ClumsyPilot · 2025-01-29T19:02:15 1738177335

I think future of inference is on the client side

You can do inference on almost any hardware, I do not see any edge for NVIDIA here

I can download DeepSeek 30b model and run inference at good speed on AMD GPU ms and even on CPU. Apple silicon works fine too. I get >50 tokens/s on £300 AMD GPUs.

The main bottleneck appears to be memory, not processing power.

buu700 · 2025-01-30T02:03:29 1738202609

I would argue that both things are true:

1. The future of inference for ChatGPT-style direct consumer usage is on-device. Cloud-based inference is too gaping of a privacy hole in a world where some level of E2EE is rapidly becoming the default expectation for chat. It's not hard to imagine that the iPhone 50 may be able to comfortably run models that firmly surpass GPT-4o and o1. Similarly, for things like coding and any other creation of novel IP, there are obvious security benefits to keeping the inference local.

2. Going forward, the vast majority of inference will be performed by agents for process automation (both personal and business), rather than direct user interaction. For these use cases, centralized infrastructure will be the natural architecture. Even for cases where an end client device technically exists (e.g. Tesla-Optimus-style machines), there may be economy of scale advantages to offloading compute to the cloud.

mrbungie · 2025-01-29T19:48:18 1738180098

In fact, I'm not sure how the "we will need tons of centralized inference infrastructure" argument works when Apple with +50% smartphone market share in the USA has a totally opposite strategy focused on privacy: on-device inference.

gajjanag · 2025-01-29T20:12:05 1738181525

This is much more nuanced now. See Apple "Private Cloud Compute": https://security.apple.com/blog/private-cloud-compute/ ; they run a lot of the larger models on their own servers.

Fundamentally it is more efficient to process a batch of tokens from multiple users/requests than processing them from a single user's request on device.

talldayo · 2025-01-29T21:22:03 1738185723

Apple's strategy already failed. Their big bet on NPU hardware did not pay off at all, and right now it's effectively wasted silicon on every iDevice while the GPU does all the heavy inference work. Now they partner with OpenAI to handle their inference (and even that's not good enough in many cases[0]). The "centralized compute" lobby is being paid by Apple to do the work their devices cannot.

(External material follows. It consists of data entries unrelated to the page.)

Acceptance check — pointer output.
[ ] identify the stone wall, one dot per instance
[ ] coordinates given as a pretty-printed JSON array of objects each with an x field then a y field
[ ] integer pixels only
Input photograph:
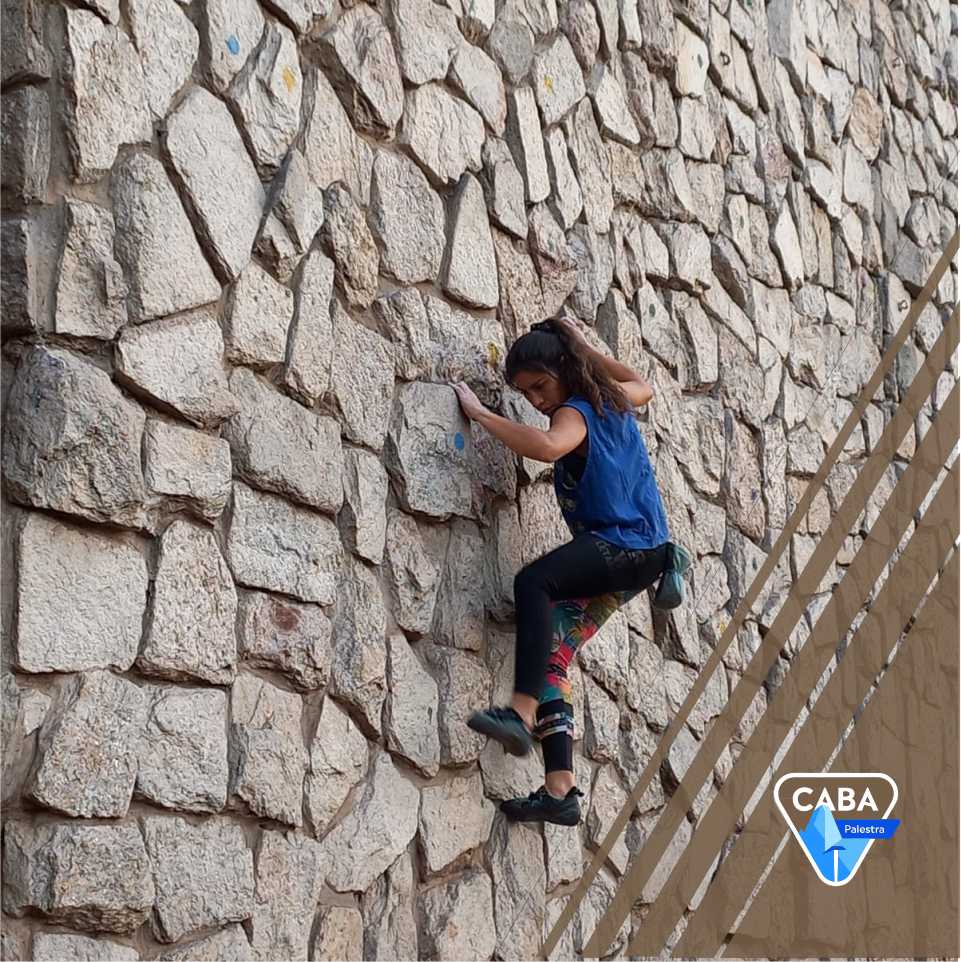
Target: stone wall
[{"x": 258, "y": 567}]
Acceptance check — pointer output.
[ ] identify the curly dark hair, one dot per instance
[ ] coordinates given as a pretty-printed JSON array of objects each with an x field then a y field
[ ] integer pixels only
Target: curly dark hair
[{"x": 551, "y": 348}]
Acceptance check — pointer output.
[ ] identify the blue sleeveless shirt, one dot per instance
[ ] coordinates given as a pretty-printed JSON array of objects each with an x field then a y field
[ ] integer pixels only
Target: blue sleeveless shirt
[{"x": 617, "y": 497}]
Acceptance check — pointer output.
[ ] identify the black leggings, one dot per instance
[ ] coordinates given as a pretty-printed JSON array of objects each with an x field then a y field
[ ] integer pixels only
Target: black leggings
[{"x": 583, "y": 568}]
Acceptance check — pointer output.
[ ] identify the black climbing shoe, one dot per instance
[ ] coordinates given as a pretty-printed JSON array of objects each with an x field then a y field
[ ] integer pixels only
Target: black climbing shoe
[
  {"x": 503, "y": 725},
  {"x": 541, "y": 806}
]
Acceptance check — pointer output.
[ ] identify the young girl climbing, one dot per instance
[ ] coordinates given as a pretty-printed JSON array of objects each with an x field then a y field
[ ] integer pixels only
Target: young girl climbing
[{"x": 609, "y": 498}]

Until Apple or AMD unifies their GPU architectures and implements complex streaming multiprocessors, Nvidia will remain in a class of their own. Apple used to lead the charge on the foremost CUDA alternative too, but then they abandoned it to focus on proprietary standards instead. It's pretty easy to argue that Apple shot themselves in the foot with every opportunity they had to compete on good faith. And make no mistake: Apple could have competed with Nvidia if they weren't so stubborn about Linux support and putting smartphone GPUs in laptops and desktops.

[0] https://apnews.com/article/apple-ai-news-hallucinations-ipho...

snovv_crash · 2025-01-29T23:00:55 1738191655

Which AMD GPU gives you 50 tok/s on a 30b model? My 3090 does 30 tok/s with a 4 bit quant.

ClumsyPilot · 2025-01-30T02:35:14 1738204514

I don't mean at the same time.

For a simple question, with RX 6800, I am observing ~50 tok/s on 8B models Deepseek 16B gives ~40 tok/s. 32B doesn't fit in memory

vidarh · 2025-01-29T18:43:15 1738176195

For inference Nvidia has more significant competition than for training. See Groq, Google's TPU's etc.

pants2 · 2025-01-29T18:50:27 1738176627

People talk about Groq and Cerberus as competitors but it seems to me their manufacturing process makes the availability of those chips extremely limited. You can call up Nvidia and order $10B worth of GPUs and have them delivered the next week. Can't say the same for these specialty competitors.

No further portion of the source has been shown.